Belgique

17 perquisitions ont été menées ce lundi matin dans le cadre d’un dossier du parquet fédéral à l’instruction chez un juge d’instruction de Flandre Occidentale.

Le dossier concerne une organisation criminelle qui se rendrait coupable de formes graves de dumping social dans le secteur de la construction par la création de plusieurs sociétés « boîtes aux lettres » roumaines.

Des dizaines de travailleurs de ces entreprises auraient été détachés illégalement en Belgique pendant plusieurs années, échappant ainsi aux cotisations sociales belges. Une construction complexe impliquant plusieurs personnes concernées en Roumanie et en Belgique aurait ainsi été mise sur pied.

Les travailleurs seraient hébergés en Belgique par les suspects, et la qualité des immeubles dans lesquels cela se passe semble varier considérablement.

Il y a également des indications que les personnes concernées ne percevraient pas tous les salaires auxquels elles ont droit en vertu de la réglementation belge.

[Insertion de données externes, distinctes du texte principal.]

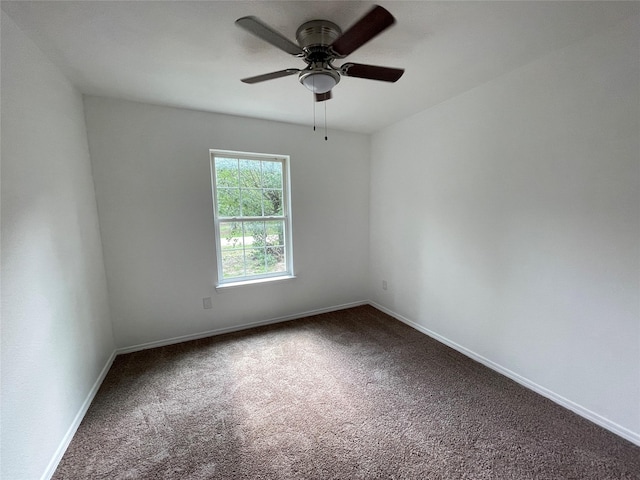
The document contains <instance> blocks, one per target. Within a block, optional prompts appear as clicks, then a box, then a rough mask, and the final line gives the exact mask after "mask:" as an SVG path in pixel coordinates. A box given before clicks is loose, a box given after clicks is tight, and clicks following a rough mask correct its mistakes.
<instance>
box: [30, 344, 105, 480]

Plusieurs travailleurs ont déclaré qu’il n’y avait pas d’activité en Roumanie et qu’ils ont été recrutés pour travailler immédiatement en Belgique. Combiné au fait que les entreprises « roumaines » sont effectivement gérées depuis la Belgique, cela peut avoir pour conséquence que les travailleurs engagés dans ces entreprises sont détachés de manière totalement illégale. Il est également frappant de constater qu’après un certain temps, les entreprises roumaines semblent se succéder et que les mêmes travailleurs semblent continuer à travailler dans ces entreprises successives.

Outre les sociétés « boîtes aux lettres », il existe également en Roumanie un certain nombre de « sociétés de gestion » par le biais desquelles les bénéfices seraient blanchis. Les entreprises roumaines seraient utilisées dans le cadre de transactions visant à blanchir les avantages patrimoniaux.

L’avantage patrimonial des cotisations ONSS éludées a été provisoirement calculé à au moins 2.800.000 euros, et on s’attend à ce que ce montant augmente encore.

Dans ce contexte, une dette de 900.000 euros en cotisations ONSS impayées a également été comptabilisée en Roumanie, ainsi que plusieurs dettes fiscales moins élevées.

L’enquête

Un juge d’instruction de Flandre Occidentale a été désigné dans ce dossier du parquet fédéral. Il a été saisi pour un certain nombre d’infractions de droit social, dont l’escroquerie en droit pénal social ainsi que l’organisation criminelle, le blanchiment d’argent et la traite des êtres humains/l’exploitation économique.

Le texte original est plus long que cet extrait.